Re: How to start spark streaming application with recent past timestamp for replay of old batches?

2016-02-21 Thread Akhil Das
On Mon, Feb 22, 2016 at 12:18 PM, ashokkumar rajendran <
ashokkumar.rajend...@gmail.com> wrote:

> Hi Folks,
>
>
>
> I am exploring spark for streaming from two sources (a) Kinesis and (b)
> HDFS for some of our use-cases. Since we maintain state gathered over last
> x hours in spark streaming, we would like to replay the data from last x
> hours as batches during deployment. I have gone through the Spark APIs but
> could not find anything that initiates with older timestamp. Appreciate
> your input on the same.
>
> 1.  Restarting with check-pointing runs the batches faster for missed
> timestamp period, but when we upgrade with new code, the same checkpoint
> directory cannot be reused.
>
​=> It is true that you won't be able to use the checkpoint when you
upgrade your code, the production codes are not upgraded every now and
then. You can basically create a configuration file in which you can put
most of then stuffs (like streaming duration, parameters etc) instead of
updating them in the code and breaking the checkpoint. ​


> 2.  For the case with kinesis as source, we can change the last
> checked sequence number in DynamoDB to get the data from last x hours, but
> this will be one large bunch of data for first restarted batch. So the data
> is not processed as natural multiple batches inside spark.
>
​=> The kinesis API has a way to limit the data rate, you might want to
look into that and implement a custom receiver for your use-case.​

​http://docs.aws.amazon.com/kinesis/latest/APIReference/API_GetRecords.html​

> 3.  For the source from HDFS, I could not find any alternative to
> start the streaming from old timestamp data, unless I manually (or with
> script) rename the old files after starting the stream. (This workaround
> leads to other complications too further).
>
​=> What you can do is, once the files are processed, you can move them to
a different directory and when you restart the stream for whatever reason,
you can make it pick all the files instead of the latest ones (by passing
the *newFilesOnly* boolean param)​


> 4.  May I know how is the zero data loss is achieved while having
> hdfs as source? i.e. if the driver fails while processing a micro batch,
> what happens when the application is restarted? Is the same micro-batch
> reprocessed?
>
​=> Yes, If the application is restarted then the micro-batch will be
reprocessed.​


>
>
> Regards
>
> Ashok
>


How to start spark streaming application with recent past timestamp for replay of old batches?

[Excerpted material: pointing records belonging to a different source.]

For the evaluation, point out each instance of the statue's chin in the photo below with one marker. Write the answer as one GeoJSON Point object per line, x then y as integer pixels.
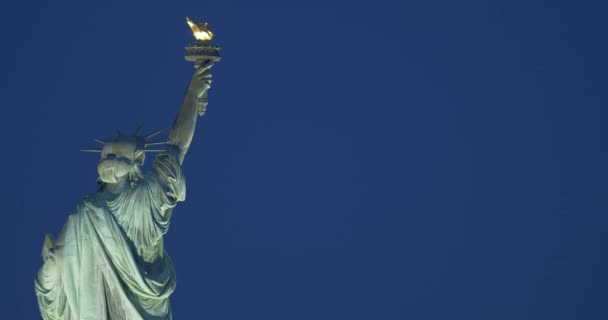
{"type": "Point", "coordinates": [107, 176]}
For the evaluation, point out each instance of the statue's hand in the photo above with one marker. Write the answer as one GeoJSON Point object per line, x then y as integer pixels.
{"type": "Point", "coordinates": [200, 84]}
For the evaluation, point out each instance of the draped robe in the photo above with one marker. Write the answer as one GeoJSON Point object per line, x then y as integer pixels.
{"type": "Point", "coordinates": [108, 262]}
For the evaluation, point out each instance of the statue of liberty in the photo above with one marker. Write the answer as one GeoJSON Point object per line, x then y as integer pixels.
{"type": "Point", "coordinates": [108, 261]}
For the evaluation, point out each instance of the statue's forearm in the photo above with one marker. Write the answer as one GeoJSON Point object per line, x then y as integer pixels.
{"type": "Point", "coordinates": [183, 127]}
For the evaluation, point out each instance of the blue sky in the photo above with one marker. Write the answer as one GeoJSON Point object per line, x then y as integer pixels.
{"type": "Point", "coordinates": [358, 160]}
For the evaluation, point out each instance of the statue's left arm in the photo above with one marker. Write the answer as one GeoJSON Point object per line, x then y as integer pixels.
{"type": "Point", "coordinates": [195, 102]}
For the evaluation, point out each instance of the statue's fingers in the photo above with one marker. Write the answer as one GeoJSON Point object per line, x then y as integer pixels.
{"type": "Point", "coordinates": [204, 67]}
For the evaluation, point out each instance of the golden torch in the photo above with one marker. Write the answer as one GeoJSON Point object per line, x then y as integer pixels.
{"type": "Point", "coordinates": [201, 51]}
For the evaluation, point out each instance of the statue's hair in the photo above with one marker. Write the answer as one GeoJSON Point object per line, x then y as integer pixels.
{"type": "Point", "coordinates": [134, 175]}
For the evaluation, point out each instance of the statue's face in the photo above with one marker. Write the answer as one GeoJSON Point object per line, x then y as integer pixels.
{"type": "Point", "coordinates": [117, 159]}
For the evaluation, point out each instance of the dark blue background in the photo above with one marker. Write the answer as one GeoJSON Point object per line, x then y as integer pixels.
{"type": "Point", "coordinates": [359, 159]}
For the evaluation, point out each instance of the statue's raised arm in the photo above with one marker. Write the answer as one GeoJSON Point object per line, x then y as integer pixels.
{"type": "Point", "coordinates": [195, 102]}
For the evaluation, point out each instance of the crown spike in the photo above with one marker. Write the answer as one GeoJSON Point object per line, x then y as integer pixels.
{"type": "Point", "coordinates": [138, 130]}
{"type": "Point", "coordinates": [155, 143]}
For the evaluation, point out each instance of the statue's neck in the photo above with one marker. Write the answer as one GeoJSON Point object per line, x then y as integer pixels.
{"type": "Point", "coordinates": [116, 187]}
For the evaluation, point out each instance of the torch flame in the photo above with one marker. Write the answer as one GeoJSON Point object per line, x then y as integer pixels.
{"type": "Point", "coordinates": [200, 30]}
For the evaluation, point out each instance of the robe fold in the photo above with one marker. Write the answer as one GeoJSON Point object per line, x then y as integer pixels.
{"type": "Point", "coordinates": [108, 262]}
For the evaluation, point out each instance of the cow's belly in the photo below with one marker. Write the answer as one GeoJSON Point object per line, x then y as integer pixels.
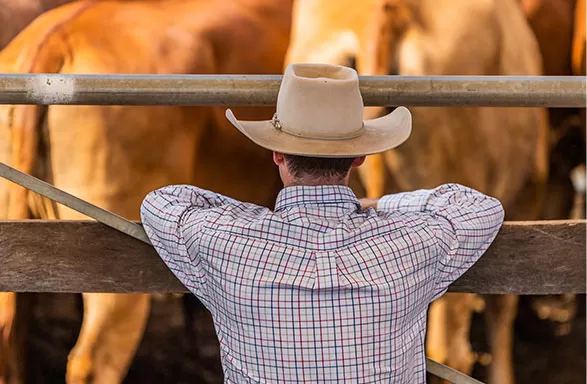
{"type": "Point", "coordinates": [114, 156]}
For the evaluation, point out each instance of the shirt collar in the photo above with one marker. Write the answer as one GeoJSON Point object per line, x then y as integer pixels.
{"type": "Point", "coordinates": [303, 195]}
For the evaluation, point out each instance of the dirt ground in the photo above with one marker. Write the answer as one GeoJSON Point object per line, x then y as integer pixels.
{"type": "Point", "coordinates": [182, 349]}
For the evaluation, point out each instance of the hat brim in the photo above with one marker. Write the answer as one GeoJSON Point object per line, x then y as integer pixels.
{"type": "Point", "coordinates": [380, 135]}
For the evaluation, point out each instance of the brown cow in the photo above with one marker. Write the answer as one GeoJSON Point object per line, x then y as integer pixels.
{"type": "Point", "coordinates": [559, 26]}
{"type": "Point", "coordinates": [113, 156]}
{"type": "Point", "coordinates": [500, 151]}
{"type": "Point", "coordinates": [15, 15]}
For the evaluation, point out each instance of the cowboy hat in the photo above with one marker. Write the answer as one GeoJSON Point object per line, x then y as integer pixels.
{"type": "Point", "coordinates": [320, 113]}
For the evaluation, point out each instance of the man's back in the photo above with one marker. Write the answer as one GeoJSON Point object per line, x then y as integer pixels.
{"type": "Point", "coordinates": [319, 290]}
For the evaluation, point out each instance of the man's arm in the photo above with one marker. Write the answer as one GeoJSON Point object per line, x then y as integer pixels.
{"type": "Point", "coordinates": [172, 217]}
{"type": "Point", "coordinates": [464, 220]}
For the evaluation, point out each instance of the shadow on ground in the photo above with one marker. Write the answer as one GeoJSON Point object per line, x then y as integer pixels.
{"type": "Point", "coordinates": [180, 347]}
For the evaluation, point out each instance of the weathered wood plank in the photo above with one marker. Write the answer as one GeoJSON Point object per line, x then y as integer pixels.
{"type": "Point", "coordinates": [84, 256]}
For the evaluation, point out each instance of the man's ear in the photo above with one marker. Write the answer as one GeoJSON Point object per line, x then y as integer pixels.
{"type": "Point", "coordinates": [278, 158]}
{"type": "Point", "coordinates": [358, 162]}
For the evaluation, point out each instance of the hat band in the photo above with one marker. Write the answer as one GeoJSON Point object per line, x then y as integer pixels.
{"type": "Point", "coordinates": [279, 126]}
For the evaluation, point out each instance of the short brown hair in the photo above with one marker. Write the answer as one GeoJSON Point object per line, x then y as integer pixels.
{"type": "Point", "coordinates": [318, 166]}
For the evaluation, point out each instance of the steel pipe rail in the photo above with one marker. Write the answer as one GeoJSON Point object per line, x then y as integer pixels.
{"type": "Point", "coordinates": [261, 90]}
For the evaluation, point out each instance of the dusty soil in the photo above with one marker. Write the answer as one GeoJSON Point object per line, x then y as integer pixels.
{"type": "Point", "coordinates": [179, 345]}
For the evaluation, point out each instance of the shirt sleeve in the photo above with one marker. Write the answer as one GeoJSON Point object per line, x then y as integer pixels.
{"type": "Point", "coordinates": [172, 217]}
{"type": "Point", "coordinates": [464, 220]}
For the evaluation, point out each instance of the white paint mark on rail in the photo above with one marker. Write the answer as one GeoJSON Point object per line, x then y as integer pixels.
{"type": "Point", "coordinates": [54, 89]}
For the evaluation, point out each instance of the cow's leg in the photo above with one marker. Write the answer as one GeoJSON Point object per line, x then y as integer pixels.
{"type": "Point", "coordinates": [459, 313]}
{"type": "Point", "coordinates": [8, 362]}
{"type": "Point", "coordinates": [111, 331]}
{"type": "Point", "coordinates": [436, 343]}
{"type": "Point", "coordinates": [500, 314]}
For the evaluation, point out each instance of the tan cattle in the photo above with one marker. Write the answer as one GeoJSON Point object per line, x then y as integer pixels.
{"type": "Point", "coordinates": [113, 156]}
{"type": "Point", "coordinates": [15, 15]}
{"type": "Point", "coordinates": [559, 26]}
{"type": "Point", "coordinates": [500, 151]}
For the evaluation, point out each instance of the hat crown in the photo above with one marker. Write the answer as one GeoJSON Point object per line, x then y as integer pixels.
{"type": "Point", "coordinates": [320, 101]}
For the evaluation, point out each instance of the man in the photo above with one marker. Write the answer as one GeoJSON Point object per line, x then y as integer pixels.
{"type": "Point", "coordinates": [320, 290]}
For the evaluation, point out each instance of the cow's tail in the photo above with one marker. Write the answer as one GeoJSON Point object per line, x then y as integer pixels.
{"type": "Point", "coordinates": [39, 48]}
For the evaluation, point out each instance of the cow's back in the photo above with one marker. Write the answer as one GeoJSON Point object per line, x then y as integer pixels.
{"type": "Point", "coordinates": [121, 153]}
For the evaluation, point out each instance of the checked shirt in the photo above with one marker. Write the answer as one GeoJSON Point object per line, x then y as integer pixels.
{"type": "Point", "coordinates": [318, 290]}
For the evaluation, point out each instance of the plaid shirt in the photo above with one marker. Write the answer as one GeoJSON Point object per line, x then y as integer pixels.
{"type": "Point", "coordinates": [319, 290]}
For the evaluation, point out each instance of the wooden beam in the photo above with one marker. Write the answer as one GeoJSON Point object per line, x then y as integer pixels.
{"type": "Point", "coordinates": [84, 256]}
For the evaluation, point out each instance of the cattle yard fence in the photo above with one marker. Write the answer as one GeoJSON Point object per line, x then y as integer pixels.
{"type": "Point", "coordinates": [527, 258]}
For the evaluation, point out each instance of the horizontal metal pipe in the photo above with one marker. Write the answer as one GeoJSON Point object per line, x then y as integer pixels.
{"type": "Point", "coordinates": [261, 90]}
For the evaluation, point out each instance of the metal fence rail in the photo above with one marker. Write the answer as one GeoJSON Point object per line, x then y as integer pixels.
{"type": "Point", "coordinates": [261, 90]}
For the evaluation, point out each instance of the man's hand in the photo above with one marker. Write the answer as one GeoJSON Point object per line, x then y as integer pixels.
{"type": "Point", "coordinates": [369, 203]}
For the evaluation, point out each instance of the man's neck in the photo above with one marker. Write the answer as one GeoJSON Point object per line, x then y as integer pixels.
{"type": "Point", "coordinates": [313, 182]}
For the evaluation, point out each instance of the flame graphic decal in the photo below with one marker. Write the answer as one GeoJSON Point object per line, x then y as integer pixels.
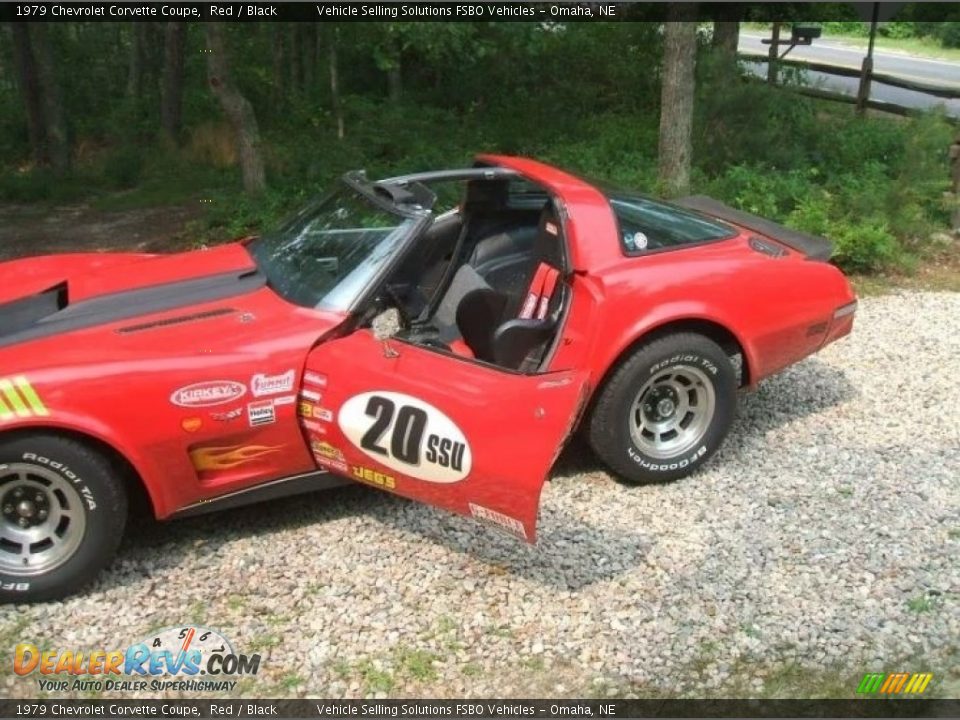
{"type": "Point", "coordinates": [211, 459]}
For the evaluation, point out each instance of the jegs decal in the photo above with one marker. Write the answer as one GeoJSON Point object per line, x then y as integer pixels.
{"type": "Point", "coordinates": [407, 435]}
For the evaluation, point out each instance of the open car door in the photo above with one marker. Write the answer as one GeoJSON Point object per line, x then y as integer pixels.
{"type": "Point", "coordinates": [442, 430]}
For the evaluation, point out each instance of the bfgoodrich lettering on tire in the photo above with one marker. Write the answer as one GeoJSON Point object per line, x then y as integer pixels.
{"type": "Point", "coordinates": [665, 410]}
{"type": "Point", "coordinates": [62, 512]}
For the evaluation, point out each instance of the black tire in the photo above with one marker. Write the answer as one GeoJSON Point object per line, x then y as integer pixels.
{"type": "Point", "coordinates": [56, 477]}
{"type": "Point", "coordinates": [626, 447]}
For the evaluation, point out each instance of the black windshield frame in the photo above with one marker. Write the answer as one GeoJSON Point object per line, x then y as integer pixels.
{"type": "Point", "coordinates": [416, 218]}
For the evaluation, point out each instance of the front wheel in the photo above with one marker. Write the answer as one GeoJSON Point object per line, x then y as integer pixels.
{"type": "Point", "coordinates": [665, 410]}
{"type": "Point", "coordinates": [62, 512]}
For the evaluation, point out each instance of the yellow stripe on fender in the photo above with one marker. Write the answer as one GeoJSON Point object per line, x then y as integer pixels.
{"type": "Point", "coordinates": [14, 399]}
{"type": "Point", "coordinates": [19, 399]}
{"type": "Point", "coordinates": [30, 394]}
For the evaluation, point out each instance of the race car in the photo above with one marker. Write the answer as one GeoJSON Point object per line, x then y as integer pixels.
{"type": "Point", "coordinates": [439, 335]}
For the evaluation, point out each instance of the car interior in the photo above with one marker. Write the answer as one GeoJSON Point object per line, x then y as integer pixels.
{"type": "Point", "coordinates": [485, 280]}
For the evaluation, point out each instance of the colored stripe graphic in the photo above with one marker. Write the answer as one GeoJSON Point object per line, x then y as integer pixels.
{"type": "Point", "coordinates": [871, 683]}
{"type": "Point", "coordinates": [19, 399]}
{"type": "Point", "coordinates": [14, 399]}
{"type": "Point", "coordinates": [918, 683]}
{"type": "Point", "coordinates": [894, 683]}
{"type": "Point", "coordinates": [30, 394]}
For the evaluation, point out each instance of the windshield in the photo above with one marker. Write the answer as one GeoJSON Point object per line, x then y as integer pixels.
{"type": "Point", "coordinates": [329, 253]}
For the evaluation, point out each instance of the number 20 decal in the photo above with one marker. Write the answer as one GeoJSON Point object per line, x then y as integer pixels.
{"type": "Point", "coordinates": [407, 435]}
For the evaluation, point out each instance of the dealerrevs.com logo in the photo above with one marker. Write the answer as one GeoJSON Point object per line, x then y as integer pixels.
{"type": "Point", "coordinates": [198, 658]}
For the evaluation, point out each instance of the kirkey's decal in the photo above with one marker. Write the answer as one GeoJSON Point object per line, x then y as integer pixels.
{"type": "Point", "coordinates": [261, 384]}
{"type": "Point", "coordinates": [208, 394]}
{"type": "Point", "coordinates": [18, 399]}
{"type": "Point", "coordinates": [408, 435]}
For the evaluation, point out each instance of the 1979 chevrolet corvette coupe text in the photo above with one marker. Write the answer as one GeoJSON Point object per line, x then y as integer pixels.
{"type": "Point", "coordinates": [438, 335]}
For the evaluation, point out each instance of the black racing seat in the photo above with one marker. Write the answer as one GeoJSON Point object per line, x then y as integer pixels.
{"type": "Point", "coordinates": [498, 336]}
{"type": "Point", "coordinates": [505, 331]}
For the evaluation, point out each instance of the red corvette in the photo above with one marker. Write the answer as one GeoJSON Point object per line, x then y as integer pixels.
{"type": "Point", "coordinates": [438, 335]}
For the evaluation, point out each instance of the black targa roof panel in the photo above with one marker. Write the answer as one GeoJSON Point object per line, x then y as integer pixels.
{"type": "Point", "coordinates": [814, 247]}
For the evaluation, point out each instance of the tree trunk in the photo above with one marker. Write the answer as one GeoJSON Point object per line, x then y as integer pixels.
{"type": "Point", "coordinates": [296, 71]}
{"type": "Point", "coordinates": [171, 98]}
{"type": "Point", "coordinates": [30, 91]}
{"type": "Point", "coordinates": [395, 80]}
{"type": "Point", "coordinates": [726, 37]}
{"type": "Point", "coordinates": [238, 110]}
{"type": "Point", "coordinates": [333, 41]}
{"type": "Point", "coordinates": [135, 63]}
{"type": "Point", "coordinates": [277, 52]}
{"type": "Point", "coordinates": [309, 52]}
{"type": "Point", "coordinates": [676, 100]}
{"type": "Point", "coordinates": [52, 99]}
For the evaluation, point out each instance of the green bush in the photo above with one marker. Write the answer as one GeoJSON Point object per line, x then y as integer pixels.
{"type": "Point", "coordinates": [123, 167]}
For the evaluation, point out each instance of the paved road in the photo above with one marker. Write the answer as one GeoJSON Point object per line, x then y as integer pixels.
{"type": "Point", "coordinates": [941, 72]}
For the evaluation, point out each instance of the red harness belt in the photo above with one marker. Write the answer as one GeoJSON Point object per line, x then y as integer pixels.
{"type": "Point", "coordinates": [540, 292]}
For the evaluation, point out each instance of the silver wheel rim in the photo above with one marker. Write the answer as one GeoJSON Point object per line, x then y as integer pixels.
{"type": "Point", "coordinates": [42, 520]}
{"type": "Point", "coordinates": [672, 412]}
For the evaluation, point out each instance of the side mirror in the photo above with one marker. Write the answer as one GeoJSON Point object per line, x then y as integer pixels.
{"type": "Point", "coordinates": [385, 326]}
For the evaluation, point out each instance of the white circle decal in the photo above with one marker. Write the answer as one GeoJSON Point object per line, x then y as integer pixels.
{"type": "Point", "coordinates": [407, 435]}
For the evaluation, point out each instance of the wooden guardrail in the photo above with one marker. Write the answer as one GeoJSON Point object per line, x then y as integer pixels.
{"type": "Point", "coordinates": [944, 91]}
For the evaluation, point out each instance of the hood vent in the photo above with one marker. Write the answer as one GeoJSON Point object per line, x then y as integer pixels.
{"type": "Point", "coordinates": [26, 312]}
{"type": "Point", "coordinates": [179, 320]}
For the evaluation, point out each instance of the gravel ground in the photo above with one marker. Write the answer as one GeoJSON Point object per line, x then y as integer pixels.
{"type": "Point", "coordinates": [821, 543]}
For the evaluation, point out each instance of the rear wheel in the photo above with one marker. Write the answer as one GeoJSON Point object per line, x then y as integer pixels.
{"type": "Point", "coordinates": [62, 511]}
{"type": "Point", "coordinates": [665, 410]}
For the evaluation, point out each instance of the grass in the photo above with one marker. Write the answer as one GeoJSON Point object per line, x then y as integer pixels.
{"type": "Point", "coordinates": [922, 47]}
{"type": "Point", "coordinates": [471, 670]}
{"type": "Point", "coordinates": [374, 678]}
{"type": "Point", "coordinates": [418, 664]}
{"type": "Point", "coordinates": [920, 604]}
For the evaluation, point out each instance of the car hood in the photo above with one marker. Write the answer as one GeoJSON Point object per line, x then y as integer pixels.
{"type": "Point", "coordinates": [88, 275]}
{"type": "Point", "coordinates": [52, 295]}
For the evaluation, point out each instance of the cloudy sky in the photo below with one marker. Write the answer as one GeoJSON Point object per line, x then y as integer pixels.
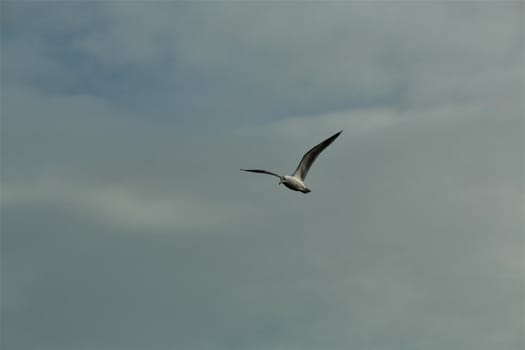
{"type": "Point", "coordinates": [127, 225]}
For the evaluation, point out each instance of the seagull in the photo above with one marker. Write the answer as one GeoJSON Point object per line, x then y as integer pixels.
{"type": "Point", "coordinates": [295, 181]}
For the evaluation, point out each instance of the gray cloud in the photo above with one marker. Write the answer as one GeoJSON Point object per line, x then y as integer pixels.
{"type": "Point", "coordinates": [127, 230]}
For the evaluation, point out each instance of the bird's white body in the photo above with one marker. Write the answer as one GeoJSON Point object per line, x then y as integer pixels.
{"type": "Point", "coordinates": [294, 183]}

2016-02-21 Thread ashokkumar rajendran
Hi Folks,



I am exploring spark for streaming from two sources (a) Kinesis and (b)
HDFS for some of our use-cases. Since we maintain state gathered over last
x hours in spark streaming, we would like to replay the data from last x
hours as batches during deployment. I have gone through the Spark APIs but
could not find anything that initiates with older timestamp. Appreciate
your input on the same.

1.  Restarting with check-pointing runs the batches faster for missed
timestamp period, but when we upgrade with new code, the same checkpoint
directory cannot be reused.

2.  For the case with kinesis as source, we can change the last checked
sequence number in DynamoDB to get the data from last x hours, but this
will be one large bunch of data for first restarted batch. So the data is
not processed as natural multiple batches inside spark.

3.  For the source from HDFS, I could not find any alternative to start
the streaming from old timestamp data, unless I manually (or with script)
rename the old files after starting the stream. (This workaround leads to
other complications too further).

4.  May I know how is the zero data loss is achieved while having hdfs
as source? i.e. if the driver fails while processing a micro batch, what
happens when the application is restarted? Is the same micro-batch
reprocessed?



Regards

Ashok